ROCKABILLY RULES

ROCKABILLY RULES
The Rockin Johnny B

Tuesday, October 11, 2011

Funny stuff


Beware of that ‘killer’ storm water, Nampa
   I just mailed the check for “storm water” nonsense to the city of Nampa. What an exercise in total futility.
   “Stormwater” — horrors, new discovery — water runs downhill. It no longer soaks into the ground, so charge the people. It’s contaminating everything — the mosquitoes and earwigs and beetles and flies, all other bugs and birds and mice and gophers and wharf rats and pack rats and squirrels and crows and magpies and (we all know how important they are) fish and frogs and fish worms are all being decimated by this uncontrolled doom of “storm water.”
   It could have been labeled rainwater, but that is far too casual. Storm water conjures up much more frightening consequences because this is doomsday en route.
   High desert Nampa — so vulnerable.
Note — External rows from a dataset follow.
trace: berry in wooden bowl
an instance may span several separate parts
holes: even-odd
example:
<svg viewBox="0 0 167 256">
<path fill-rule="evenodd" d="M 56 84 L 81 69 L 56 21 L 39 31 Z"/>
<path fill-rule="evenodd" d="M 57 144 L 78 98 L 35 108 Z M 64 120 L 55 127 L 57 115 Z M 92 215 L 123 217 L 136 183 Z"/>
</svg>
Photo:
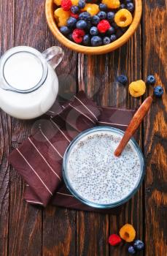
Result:
<svg viewBox="0 0 167 256">
<path fill-rule="evenodd" d="M 67 48 L 85 54 L 112 51 L 139 24 L 141 0 L 46 0 L 45 12 L 54 36 Z"/>
</svg>

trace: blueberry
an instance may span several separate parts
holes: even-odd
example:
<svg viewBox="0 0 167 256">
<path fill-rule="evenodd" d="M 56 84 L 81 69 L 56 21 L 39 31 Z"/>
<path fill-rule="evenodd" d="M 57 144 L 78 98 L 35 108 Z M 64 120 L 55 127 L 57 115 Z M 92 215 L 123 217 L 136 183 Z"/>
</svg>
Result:
<svg viewBox="0 0 167 256">
<path fill-rule="evenodd" d="M 111 42 L 111 40 L 109 37 L 104 37 L 103 39 L 104 45 L 109 45 Z"/>
<path fill-rule="evenodd" d="M 117 30 L 116 35 L 117 35 L 117 38 L 122 37 L 123 34 L 123 32 L 122 29 Z"/>
<path fill-rule="evenodd" d="M 70 17 L 68 20 L 67 20 L 67 26 L 69 28 L 72 28 L 75 26 L 77 23 L 77 19 L 74 17 Z"/>
<path fill-rule="evenodd" d="M 79 20 L 84 20 L 85 21 L 90 20 L 91 15 L 88 12 L 81 12 L 79 15 Z"/>
<path fill-rule="evenodd" d="M 106 12 L 107 10 L 107 6 L 104 4 L 100 4 L 98 8 L 101 11 Z"/>
<path fill-rule="evenodd" d="M 156 80 L 154 77 L 154 75 L 149 75 L 147 76 L 147 83 L 150 85 L 154 85 L 156 82 Z"/>
<path fill-rule="evenodd" d="M 134 4 L 133 3 L 128 3 L 126 4 L 126 9 L 131 12 L 133 12 L 134 10 Z"/>
<path fill-rule="evenodd" d="M 70 29 L 66 26 L 63 26 L 60 28 L 60 31 L 63 34 L 67 35 L 70 33 Z"/>
<path fill-rule="evenodd" d="M 82 43 L 84 45 L 89 45 L 89 43 L 90 43 L 90 37 L 89 34 L 85 34 L 84 37 L 83 37 L 83 41 L 82 41 Z"/>
<path fill-rule="evenodd" d="M 111 42 L 114 42 L 114 41 L 117 40 L 116 34 L 112 34 L 110 37 L 110 40 L 111 40 Z"/>
<path fill-rule="evenodd" d="M 107 30 L 107 34 L 114 34 L 115 32 L 115 29 L 113 26 L 111 26 L 108 30 Z"/>
<path fill-rule="evenodd" d="M 135 240 L 133 243 L 133 246 L 136 249 L 141 251 L 144 247 L 144 244 L 141 240 Z"/>
<path fill-rule="evenodd" d="M 94 15 L 92 17 L 93 25 L 98 25 L 99 21 L 100 21 L 100 18 L 98 15 Z"/>
<path fill-rule="evenodd" d="M 134 255 L 136 253 L 136 251 L 135 251 L 135 249 L 133 246 L 131 246 L 128 247 L 128 252 L 131 254 L 131 255 Z"/>
<path fill-rule="evenodd" d="M 158 86 L 154 88 L 154 94 L 156 97 L 160 97 L 163 95 L 163 89 L 162 86 Z"/>
<path fill-rule="evenodd" d="M 114 12 L 109 12 L 106 15 L 106 18 L 109 21 L 113 21 L 114 19 Z"/>
<path fill-rule="evenodd" d="M 85 29 L 87 27 L 87 23 L 83 20 L 78 20 L 77 22 L 76 27 L 79 29 Z"/>
<path fill-rule="evenodd" d="M 77 7 L 77 5 L 73 5 L 71 7 L 71 12 L 74 14 L 77 14 L 78 13 L 79 11 L 79 9 L 78 7 Z"/>
<path fill-rule="evenodd" d="M 84 8 L 85 4 L 86 4 L 86 3 L 85 3 L 85 0 L 79 0 L 79 2 L 78 2 L 78 7 L 80 9 Z"/>
<path fill-rule="evenodd" d="M 106 14 L 105 12 L 101 11 L 98 13 L 98 16 L 100 18 L 100 20 L 104 20 L 106 18 Z"/>
<path fill-rule="evenodd" d="M 125 9 L 126 7 L 125 4 L 121 4 L 120 6 L 120 9 Z"/>
<path fill-rule="evenodd" d="M 95 36 L 91 38 L 92 46 L 100 46 L 102 45 L 102 39 L 100 37 Z"/>
<path fill-rule="evenodd" d="M 117 81 L 122 84 L 123 84 L 124 86 L 125 86 L 125 84 L 128 82 L 128 78 L 125 75 L 120 75 L 117 77 Z"/>
<path fill-rule="evenodd" d="M 92 26 L 90 29 L 90 34 L 92 36 L 96 36 L 98 34 L 98 29 L 96 28 L 96 26 Z"/>
</svg>

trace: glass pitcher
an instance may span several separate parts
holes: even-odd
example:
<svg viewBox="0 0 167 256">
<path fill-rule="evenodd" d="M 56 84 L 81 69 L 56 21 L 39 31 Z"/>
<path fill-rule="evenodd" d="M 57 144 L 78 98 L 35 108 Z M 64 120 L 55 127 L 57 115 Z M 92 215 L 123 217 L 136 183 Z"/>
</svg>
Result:
<svg viewBox="0 0 167 256">
<path fill-rule="evenodd" d="M 28 46 L 7 50 L 0 59 L 0 108 L 20 119 L 34 118 L 47 112 L 58 95 L 54 69 L 63 54 L 57 46 L 42 53 Z"/>
</svg>

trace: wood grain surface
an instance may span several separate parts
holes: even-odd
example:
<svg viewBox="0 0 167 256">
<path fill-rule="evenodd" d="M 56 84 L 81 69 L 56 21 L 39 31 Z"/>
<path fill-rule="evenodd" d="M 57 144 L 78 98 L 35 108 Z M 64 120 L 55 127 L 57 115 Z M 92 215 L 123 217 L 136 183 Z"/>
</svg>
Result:
<svg viewBox="0 0 167 256">
<path fill-rule="evenodd" d="M 103 56 L 77 54 L 64 48 L 56 69 L 59 98 L 68 99 L 83 89 L 102 105 L 136 108 L 144 99 L 129 96 L 116 82 L 125 74 L 131 81 L 155 74 L 166 86 L 167 1 L 143 1 L 141 26 L 131 40 Z M 27 45 L 40 51 L 58 45 L 47 27 L 44 1 L 0 1 L 0 52 Z M 61 45 L 59 44 L 59 45 Z M 61 45 L 62 46 L 62 45 Z M 152 94 L 147 89 L 146 97 Z M 9 151 L 31 133 L 35 121 L 19 121 L 0 112 L 0 256 L 127 256 L 127 244 L 112 247 L 109 235 L 131 223 L 146 244 L 139 255 L 167 253 L 166 94 L 154 101 L 136 138 L 146 159 L 142 187 L 120 214 L 100 214 L 58 207 L 46 209 L 23 200 L 25 184 L 8 163 Z"/>
</svg>

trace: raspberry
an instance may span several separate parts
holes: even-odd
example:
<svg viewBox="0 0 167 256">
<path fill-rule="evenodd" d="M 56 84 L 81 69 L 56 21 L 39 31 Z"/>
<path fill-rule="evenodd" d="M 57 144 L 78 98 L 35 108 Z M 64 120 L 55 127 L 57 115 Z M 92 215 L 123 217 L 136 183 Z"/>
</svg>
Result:
<svg viewBox="0 0 167 256">
<path fill-rule="evenodd" d="M 78 19 L 79 15 L 71 12 L 71 16 L 75 18 L 76 19 Z"/>
<path fill-rule="evenodd" d="M 96 4 L 86 4 L 85 7 L 82 9 L 82 12 L 88 12 L 91 16 L 96 15 L 98 12 L 98 5 Z"/>
<path fill-rule="evenodd" d="M 119 0 L 102 0 L 101 3 L 106 4 L 109 9 L 117 9 L 120 6 Z"/>
<path fill-rule="evenodd" d="M 102 20 L 98 24 L 97 28 L 100 33 L 106 33 L 110 28 L 110 24 L 108 20 Z"/>
<path fill-rule="evenodd" d="M 114 15 L 114 22 L 121 28 L 125 28 L 131 24 L 132 20 L 131 13 L 126 9 L 120 10 Z"/>
<path fill-rule="evenodd" d="M 134 97 L 143 95 L 146 91 L 146 84 L 142 80 L 132 82 L 129 85 L 129 93 Z"/>
<path fill-rule="evenodd" d="M 58 26 L 66 26 L 66 21 L 70 17 L 70 12 L 66 12 L 62 8 L 58 8 L 54 12 L 54 17 Z"/>
<path fill-rule="evenodd" d="M 69 11 L 72 6 L 71 0 L 61 0 L 61 7 L 64 11 Z"/>
<path fill-rule="evenodd" d="M 121 238 L 118 235 L 112 234 L 109 236 L 109 244 L 114 246 L 115 245 L 120 244 L 120 242 L 121 242 Z"/>
<path fill-rule="evenodd" d="M 79 44 L 82 42 L 85 34 L 85 33 L 84 30 L 75 29 L 72 33 L 73 40 Z"/>
<path fill-rule="evenodd" d="M 125 241 L 132 242 L 136 236 L 135 229 L 131 224 L 125 224 L 120 230 L 120 236 Z"/>
</svg>

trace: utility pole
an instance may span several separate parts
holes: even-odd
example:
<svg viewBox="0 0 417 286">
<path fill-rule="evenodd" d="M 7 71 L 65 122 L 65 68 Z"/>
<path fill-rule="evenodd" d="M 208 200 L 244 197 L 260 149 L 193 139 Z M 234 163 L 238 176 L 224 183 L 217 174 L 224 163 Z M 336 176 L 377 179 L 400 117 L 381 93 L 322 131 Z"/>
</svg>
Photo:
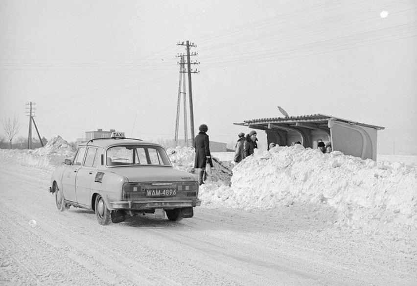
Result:
<svg viewBox="0 0 417 286">
<path fill-rule="evenodd" d="M 174 140 L 175 143 L 178 144 L 178 129 L 180 125 L 180 109 L 181 109 L 181 95 L 183 95 L 184 98 L 184 142 L 185 146 L 188 146 L 188 134 L 187 132 L 187 99 L 185 97 L 186 93 L 185 92 L 185 74 L 184 72 L 185 71 L 185 61 L 184 57 L 181 57 L 180 61 L 180 82 L 178 85 L 178 100 L 177 102 L 177 121 L 175 123 L 175 137 Z M 183 88 L 183 91 L 181 91 L 181 87 Z"/>
<path fill-rule="evenodd" d="M 179 42 L 177 43 L 178 46 L 185 46 L 186 48 L 185 49 L 186 50 L 186 54 L 184 54 L 184 53 L 181 53 L 178 55 L 177 56 L 178 57 L 181 57 L 182 59 L 182 65 L 184 66 L 184 59 L 185 57 L 186 57 L 187 58 L 187 69 L 186 71 L 184 70 L 183 69 L 182 71 L 180 70 L 180 72 L 185 73 L 187 72 L 188 74 L 188 101 L 189 101 L 190 105 L 190 125 L 191 129 L 191 141 L 192 142 L 193 145 L 194 145 L 194 111 L 193 108 L 193 103 L 192 103 L 192 84 L 191 84 L 191 73 L 199 73 L 200 72 L 197 70 L 197 69 L 195 69 L 194 70 L 191 70 L 191 65 L 199 65 L 200 63 L 198 63 L 197 62 L 191 62 L 191 57 L 192 56 L 196 56 L 198 54 L 196 52 L 190 52 L 190 47 L 194 47 L 197 48 L 197 45 L 194 45 L 193 43 L 190 43 L 189 41 L 187 41 L 185 43 L 184 42 L 180 43 Z M 184 80 L 185 81 L 185 80 Z M 183 83 L 184 82 L 183 82 Z M 185 92 L 185 90 L 184 91 Z M 185 98 L 185 95 L 184 95 Z M 185 108 L 184 109 L 185 111 Z M 177 120 L 178 117 L 179 116 L 179 114 L 178 113 L 178 109 L 177 109 Z M 186 128 L 186 127 L 185 127 Z M 187 138 L 185 138 L 185 142 L 187 141 Z"/>
<path fill-rule="evenodd" d="M 32 122 L 33 122 L 33 125 L 35 125 L 35 129 L 36 129 L 36 133 L 38 134 L 38 137 L 39 138 L 39 141 L 41 142 L 41 145 L 42 145 L 42 147 L 44 146 L 44 143 L 42 142 L 42 140 L 41 139 L 41 135 L 39 135 L 39 131 L 38 131 L 38 127 L 36 126 L 36 123 L 35 123 L 35 119 L 33 118 L 35 117 L 35 115 L 33 114 L 33 111 L 36 109 L 34 107 L 32 107 L 32 105 L 36 105 L 36 103 L 34 102 L 32 102 L 30 101 L 29 103 L 26 103 L 26 105 L 29 105 L 29 111 L 28 112 L 26 112 L 26 113 L 29 113 L 29 135 L 27 138 L 27 148 L 28 149 L 32 149 Z M 26 109 L 28 108 L 26 107 Z"/>
</svg>

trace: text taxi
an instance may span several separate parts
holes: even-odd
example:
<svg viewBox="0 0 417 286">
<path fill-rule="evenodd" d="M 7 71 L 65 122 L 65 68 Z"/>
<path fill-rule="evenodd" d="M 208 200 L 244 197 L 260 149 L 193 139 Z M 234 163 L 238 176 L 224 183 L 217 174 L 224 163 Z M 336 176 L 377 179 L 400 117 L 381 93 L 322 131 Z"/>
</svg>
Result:
<svg viewBox="0 0 417 286">
<path fill-rule="evenodd" d="M 174 169 L 160 145 L 123 133 L 80 144 L 65 163 L 52 173 L 49 187 L 58 209 L 92 210 L 102 225 L 144 213 L 166 213 L 176 221 L 192 217 L 201 204 L 194 175 Z"/>
</svg>

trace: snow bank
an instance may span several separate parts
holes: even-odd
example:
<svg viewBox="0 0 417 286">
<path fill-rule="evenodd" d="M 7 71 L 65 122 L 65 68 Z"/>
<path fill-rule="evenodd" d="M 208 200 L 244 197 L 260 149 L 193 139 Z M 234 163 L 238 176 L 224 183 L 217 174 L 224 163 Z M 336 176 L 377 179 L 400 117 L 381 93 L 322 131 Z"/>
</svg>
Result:
<svg viewBox="0 0 417 286">
<path fill-rule="evenodd" d="M 0 150 L 0 160 L 53 170 L 74 151 L 57 136 L 35 150 Z M 175 168 L 194 171 L 193 148 L 167 153 Z M 301 145 L 257 150 L 235 166 L 215 156 L 213 161 L 213 174 L 200 191 L 206 207 L 274 209 L 297 204 L 306 206 L 307 214 L 307 206 L 333 208 L 337 223 L 355 227 L 417 227 L 417 169 L 402 163 L 323 154 Z"/>
<path fill-rule="evenodd" d="M 64 164 L 66 159 L 74 155 L 75 149 L 60 136 L 52 138 L 44 147 L 35 150 L 1 149 L 2 162 L 54 170 Z"/>
</svg>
No time to lose; we must be quick to protect the environment.
   Rain from heaven, formerly called a blessing, is now designated “storm water,” so grab your boots, umbrella, shovel, paddle and whatever else you may need to assuage the waves of turbid and rainy runoff likely to inundate you and your dwelling!
   Oh, by the way, as you’re slogging out the door, bring your “checkbook.” It’s guaranteed to keep you high and dry.
   n Wendell Bartlow, Nampa



Oh Wendell, satire?  Very good m'friend.  I hope people recognize it.